County looks at potential development along parts of CR 1300N from Milford to Syracuse

On the left is a photo of construction of a new overpass currently underway north of Milford along CR 1300N. To the right, a recently completed railroad crossing in Syracuse. Kosciusko County is looking into whether there is potential or interest in supporting development of CR 1300N hat stretches between the the two projects. News Now Warsaw photos by Dan Spalding.
By Dan Spalding
News Now Warsaw

MILFORD — Kosciusko County has been investing millions of dollars in two areas on CR 1300N between Milford and Syracuse in recent years, and now officials are wondering outload about the long-term future development — if any — of the two-lane road that is mostly agricultural.

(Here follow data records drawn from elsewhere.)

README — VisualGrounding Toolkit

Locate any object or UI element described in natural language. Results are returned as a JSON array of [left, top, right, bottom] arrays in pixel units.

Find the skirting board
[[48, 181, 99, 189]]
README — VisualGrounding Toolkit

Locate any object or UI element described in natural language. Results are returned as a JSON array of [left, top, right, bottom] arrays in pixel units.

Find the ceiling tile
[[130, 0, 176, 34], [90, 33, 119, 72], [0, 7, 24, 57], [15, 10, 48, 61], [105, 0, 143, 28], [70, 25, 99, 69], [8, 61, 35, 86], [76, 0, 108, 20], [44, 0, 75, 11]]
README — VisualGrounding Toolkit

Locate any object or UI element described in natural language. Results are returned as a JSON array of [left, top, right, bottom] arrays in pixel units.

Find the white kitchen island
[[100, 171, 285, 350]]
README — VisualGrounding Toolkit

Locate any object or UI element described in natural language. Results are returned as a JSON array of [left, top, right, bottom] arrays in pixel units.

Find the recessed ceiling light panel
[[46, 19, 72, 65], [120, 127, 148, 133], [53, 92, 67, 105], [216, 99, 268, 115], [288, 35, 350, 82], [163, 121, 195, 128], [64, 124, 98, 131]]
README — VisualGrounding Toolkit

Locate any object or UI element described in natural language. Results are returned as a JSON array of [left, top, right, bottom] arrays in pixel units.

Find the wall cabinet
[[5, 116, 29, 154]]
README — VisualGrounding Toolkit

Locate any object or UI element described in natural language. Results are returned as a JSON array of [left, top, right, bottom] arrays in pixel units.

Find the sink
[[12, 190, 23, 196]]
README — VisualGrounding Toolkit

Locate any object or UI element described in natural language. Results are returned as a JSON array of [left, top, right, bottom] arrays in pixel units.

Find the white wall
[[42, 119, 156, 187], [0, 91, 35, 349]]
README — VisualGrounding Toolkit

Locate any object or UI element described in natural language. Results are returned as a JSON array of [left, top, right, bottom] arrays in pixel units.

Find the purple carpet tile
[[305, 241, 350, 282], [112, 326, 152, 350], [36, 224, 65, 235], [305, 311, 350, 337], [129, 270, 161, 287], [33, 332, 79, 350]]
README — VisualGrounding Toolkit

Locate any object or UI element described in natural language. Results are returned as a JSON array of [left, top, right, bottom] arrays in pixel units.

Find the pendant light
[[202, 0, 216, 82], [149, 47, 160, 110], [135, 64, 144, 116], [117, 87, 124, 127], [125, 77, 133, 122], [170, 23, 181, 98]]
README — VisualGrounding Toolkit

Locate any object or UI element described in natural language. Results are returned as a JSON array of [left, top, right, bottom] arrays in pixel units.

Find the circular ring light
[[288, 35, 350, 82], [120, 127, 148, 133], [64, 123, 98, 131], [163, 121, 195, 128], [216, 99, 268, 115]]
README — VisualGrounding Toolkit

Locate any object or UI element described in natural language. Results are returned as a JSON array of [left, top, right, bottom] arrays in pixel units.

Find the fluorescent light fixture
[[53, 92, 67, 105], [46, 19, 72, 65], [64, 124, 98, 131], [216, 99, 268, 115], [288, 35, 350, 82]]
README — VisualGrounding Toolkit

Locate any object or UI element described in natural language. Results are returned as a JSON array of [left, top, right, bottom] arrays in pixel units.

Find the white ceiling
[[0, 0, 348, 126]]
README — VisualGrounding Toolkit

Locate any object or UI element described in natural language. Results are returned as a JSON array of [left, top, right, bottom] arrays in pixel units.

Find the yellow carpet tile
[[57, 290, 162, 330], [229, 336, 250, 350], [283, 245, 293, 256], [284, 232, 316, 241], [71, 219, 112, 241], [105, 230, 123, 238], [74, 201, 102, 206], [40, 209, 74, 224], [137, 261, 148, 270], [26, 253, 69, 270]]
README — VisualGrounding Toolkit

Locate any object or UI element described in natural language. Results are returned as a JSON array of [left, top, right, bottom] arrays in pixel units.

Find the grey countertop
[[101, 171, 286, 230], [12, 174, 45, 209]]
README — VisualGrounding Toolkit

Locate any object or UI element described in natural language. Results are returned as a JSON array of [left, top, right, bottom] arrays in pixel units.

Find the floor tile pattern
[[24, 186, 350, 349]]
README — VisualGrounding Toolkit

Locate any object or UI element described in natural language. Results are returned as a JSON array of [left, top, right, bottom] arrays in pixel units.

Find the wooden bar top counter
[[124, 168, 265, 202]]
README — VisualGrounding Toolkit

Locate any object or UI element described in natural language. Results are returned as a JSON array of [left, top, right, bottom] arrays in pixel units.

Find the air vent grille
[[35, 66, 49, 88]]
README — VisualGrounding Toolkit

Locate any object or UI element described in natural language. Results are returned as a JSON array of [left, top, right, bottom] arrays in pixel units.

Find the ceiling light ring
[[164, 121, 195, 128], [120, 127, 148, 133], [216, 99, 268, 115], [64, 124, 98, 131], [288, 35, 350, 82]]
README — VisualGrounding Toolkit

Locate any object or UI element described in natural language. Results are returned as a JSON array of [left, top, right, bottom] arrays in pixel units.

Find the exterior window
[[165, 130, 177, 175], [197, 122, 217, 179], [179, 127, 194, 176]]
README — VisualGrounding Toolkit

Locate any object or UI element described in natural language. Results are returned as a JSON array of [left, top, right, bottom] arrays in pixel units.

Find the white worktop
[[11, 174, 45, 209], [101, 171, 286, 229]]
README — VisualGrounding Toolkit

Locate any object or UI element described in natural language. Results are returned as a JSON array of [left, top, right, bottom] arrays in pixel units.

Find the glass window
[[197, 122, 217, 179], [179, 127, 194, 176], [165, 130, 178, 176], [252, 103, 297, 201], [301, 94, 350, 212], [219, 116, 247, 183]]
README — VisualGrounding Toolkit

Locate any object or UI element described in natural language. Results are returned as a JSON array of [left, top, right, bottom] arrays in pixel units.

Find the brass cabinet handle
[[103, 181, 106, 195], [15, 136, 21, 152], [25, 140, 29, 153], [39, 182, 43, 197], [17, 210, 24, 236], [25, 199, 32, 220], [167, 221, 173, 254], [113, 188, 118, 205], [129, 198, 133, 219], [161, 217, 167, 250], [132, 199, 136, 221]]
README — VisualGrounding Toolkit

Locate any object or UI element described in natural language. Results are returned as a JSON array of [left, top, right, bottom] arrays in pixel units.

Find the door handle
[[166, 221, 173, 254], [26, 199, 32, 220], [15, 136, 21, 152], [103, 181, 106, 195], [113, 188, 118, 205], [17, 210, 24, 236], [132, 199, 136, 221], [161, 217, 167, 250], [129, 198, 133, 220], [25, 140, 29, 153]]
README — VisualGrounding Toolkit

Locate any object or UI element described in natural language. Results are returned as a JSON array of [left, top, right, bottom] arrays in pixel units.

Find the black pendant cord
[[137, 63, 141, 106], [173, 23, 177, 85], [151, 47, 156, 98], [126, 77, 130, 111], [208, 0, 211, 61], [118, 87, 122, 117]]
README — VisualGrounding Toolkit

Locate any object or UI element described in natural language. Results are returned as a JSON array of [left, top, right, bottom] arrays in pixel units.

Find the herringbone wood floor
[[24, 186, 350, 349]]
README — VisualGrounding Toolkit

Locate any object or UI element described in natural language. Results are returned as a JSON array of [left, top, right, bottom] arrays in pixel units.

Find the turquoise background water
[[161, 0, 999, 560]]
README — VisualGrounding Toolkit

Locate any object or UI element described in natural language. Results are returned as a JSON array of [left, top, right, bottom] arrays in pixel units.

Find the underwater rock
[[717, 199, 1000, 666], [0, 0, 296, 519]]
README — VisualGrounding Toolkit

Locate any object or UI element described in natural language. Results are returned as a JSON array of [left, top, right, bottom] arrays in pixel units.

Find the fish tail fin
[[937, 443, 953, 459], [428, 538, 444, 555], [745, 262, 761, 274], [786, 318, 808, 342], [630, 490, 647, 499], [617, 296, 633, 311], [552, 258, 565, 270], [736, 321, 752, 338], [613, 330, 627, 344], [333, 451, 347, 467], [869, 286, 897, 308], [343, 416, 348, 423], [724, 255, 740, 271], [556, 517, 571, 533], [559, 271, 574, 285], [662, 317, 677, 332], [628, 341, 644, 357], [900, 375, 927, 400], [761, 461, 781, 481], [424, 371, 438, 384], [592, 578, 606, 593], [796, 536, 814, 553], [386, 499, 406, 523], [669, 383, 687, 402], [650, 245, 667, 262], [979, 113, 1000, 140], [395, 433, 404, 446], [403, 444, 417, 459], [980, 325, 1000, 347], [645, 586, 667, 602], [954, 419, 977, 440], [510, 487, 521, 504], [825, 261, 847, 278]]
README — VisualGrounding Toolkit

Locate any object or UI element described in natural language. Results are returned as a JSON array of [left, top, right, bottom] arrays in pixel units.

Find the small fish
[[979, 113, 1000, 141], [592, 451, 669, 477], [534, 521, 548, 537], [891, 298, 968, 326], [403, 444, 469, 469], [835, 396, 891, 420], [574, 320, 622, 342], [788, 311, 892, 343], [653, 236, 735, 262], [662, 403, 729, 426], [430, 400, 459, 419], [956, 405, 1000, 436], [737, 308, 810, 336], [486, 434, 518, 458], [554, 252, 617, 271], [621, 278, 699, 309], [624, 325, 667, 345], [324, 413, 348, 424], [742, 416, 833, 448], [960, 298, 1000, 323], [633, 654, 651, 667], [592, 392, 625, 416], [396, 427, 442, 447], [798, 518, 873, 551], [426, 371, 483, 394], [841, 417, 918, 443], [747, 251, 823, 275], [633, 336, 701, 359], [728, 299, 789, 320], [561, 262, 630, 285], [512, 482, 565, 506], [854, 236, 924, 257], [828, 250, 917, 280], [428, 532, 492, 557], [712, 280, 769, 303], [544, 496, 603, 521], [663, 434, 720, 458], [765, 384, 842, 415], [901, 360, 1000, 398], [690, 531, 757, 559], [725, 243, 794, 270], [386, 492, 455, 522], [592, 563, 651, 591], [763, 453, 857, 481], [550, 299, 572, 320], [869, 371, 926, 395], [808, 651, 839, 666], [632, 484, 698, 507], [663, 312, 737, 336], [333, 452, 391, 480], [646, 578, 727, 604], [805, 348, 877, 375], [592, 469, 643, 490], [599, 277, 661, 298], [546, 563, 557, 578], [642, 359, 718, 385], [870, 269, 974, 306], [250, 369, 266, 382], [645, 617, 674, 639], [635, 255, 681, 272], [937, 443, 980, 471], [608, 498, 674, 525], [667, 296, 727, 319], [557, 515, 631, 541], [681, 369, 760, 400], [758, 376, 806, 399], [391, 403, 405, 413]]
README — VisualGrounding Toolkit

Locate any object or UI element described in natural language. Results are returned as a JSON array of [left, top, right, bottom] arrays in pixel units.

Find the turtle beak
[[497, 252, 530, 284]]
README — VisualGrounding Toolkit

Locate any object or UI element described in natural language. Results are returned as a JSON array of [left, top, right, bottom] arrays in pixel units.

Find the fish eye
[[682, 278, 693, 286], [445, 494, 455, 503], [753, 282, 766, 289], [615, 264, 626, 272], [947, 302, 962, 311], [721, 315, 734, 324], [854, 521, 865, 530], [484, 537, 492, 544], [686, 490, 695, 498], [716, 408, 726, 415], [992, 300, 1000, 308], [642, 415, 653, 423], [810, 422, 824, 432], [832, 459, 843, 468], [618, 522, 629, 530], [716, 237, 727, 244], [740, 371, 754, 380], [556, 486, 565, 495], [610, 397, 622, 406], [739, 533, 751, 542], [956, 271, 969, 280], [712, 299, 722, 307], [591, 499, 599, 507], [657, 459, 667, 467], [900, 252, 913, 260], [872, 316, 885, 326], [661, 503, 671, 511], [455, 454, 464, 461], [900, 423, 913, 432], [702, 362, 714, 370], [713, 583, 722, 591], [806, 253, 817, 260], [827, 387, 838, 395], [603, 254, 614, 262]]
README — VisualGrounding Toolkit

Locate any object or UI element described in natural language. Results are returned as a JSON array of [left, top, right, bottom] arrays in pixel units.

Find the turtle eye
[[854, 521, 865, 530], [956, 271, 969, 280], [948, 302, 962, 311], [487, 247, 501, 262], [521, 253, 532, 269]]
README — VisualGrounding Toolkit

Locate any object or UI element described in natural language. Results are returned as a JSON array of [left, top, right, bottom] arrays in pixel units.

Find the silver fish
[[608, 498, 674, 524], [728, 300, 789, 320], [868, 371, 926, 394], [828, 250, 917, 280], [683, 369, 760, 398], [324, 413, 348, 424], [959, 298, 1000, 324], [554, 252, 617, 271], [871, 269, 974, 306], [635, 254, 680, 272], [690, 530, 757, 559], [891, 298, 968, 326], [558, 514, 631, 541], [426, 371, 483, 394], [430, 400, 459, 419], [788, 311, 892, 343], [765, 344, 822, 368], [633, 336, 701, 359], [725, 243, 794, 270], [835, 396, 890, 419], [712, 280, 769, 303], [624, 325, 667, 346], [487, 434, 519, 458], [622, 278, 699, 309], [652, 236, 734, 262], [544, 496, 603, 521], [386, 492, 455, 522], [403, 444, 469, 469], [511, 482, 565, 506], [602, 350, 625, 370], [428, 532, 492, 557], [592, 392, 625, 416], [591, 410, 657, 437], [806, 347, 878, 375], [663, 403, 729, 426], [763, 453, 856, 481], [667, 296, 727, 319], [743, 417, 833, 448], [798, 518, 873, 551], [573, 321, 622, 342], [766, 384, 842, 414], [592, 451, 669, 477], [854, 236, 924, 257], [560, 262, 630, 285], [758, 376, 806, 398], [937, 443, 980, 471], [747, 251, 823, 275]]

Joni Truex, who is president of the county redevelopment commission and and sits on county council, updated county council last week on plans to hire a Goshen firm to assess the potential for development of any part of the 5.5 mile stretch, which is predominantly ag.

The county has overseen a recently-completed railroad crossing project in Syracuse that has significantly improved traffic in and out of the Polywood manufacturing plant, and a major overpass that is currently under construction five miles to the west in an area just north of Milord along CR 1300N.

Given the investment by the county, Truex said “It was targeted as an area we at least need to look at — it doesn’t mean anything will ever happen.”

She said they want to look at whether it better serves the county as ag, “or if there would be some type of potential in developing it whether that would be industrial, or manufacturing or housing or retail — everything is totally a possibility at this point.”

Realizing it’s potentially a hot button subject, Truex outlined a few broad opinions on the issue. She said she’s a staunch defender of agriculture, does not support eminent domain, is  unsure if landowners would want to sell related property and is uncertain if much will even come from the study.

“Honestly, if they decided the best use isn’t ag, it doesn’t mean we’re going to switch because there’s a lot of steps involve,” Truex said.

The redevelopment commission has formed a committee to consider the idea and has asked representatives from the county plan office and the highway department to participate, Truex said.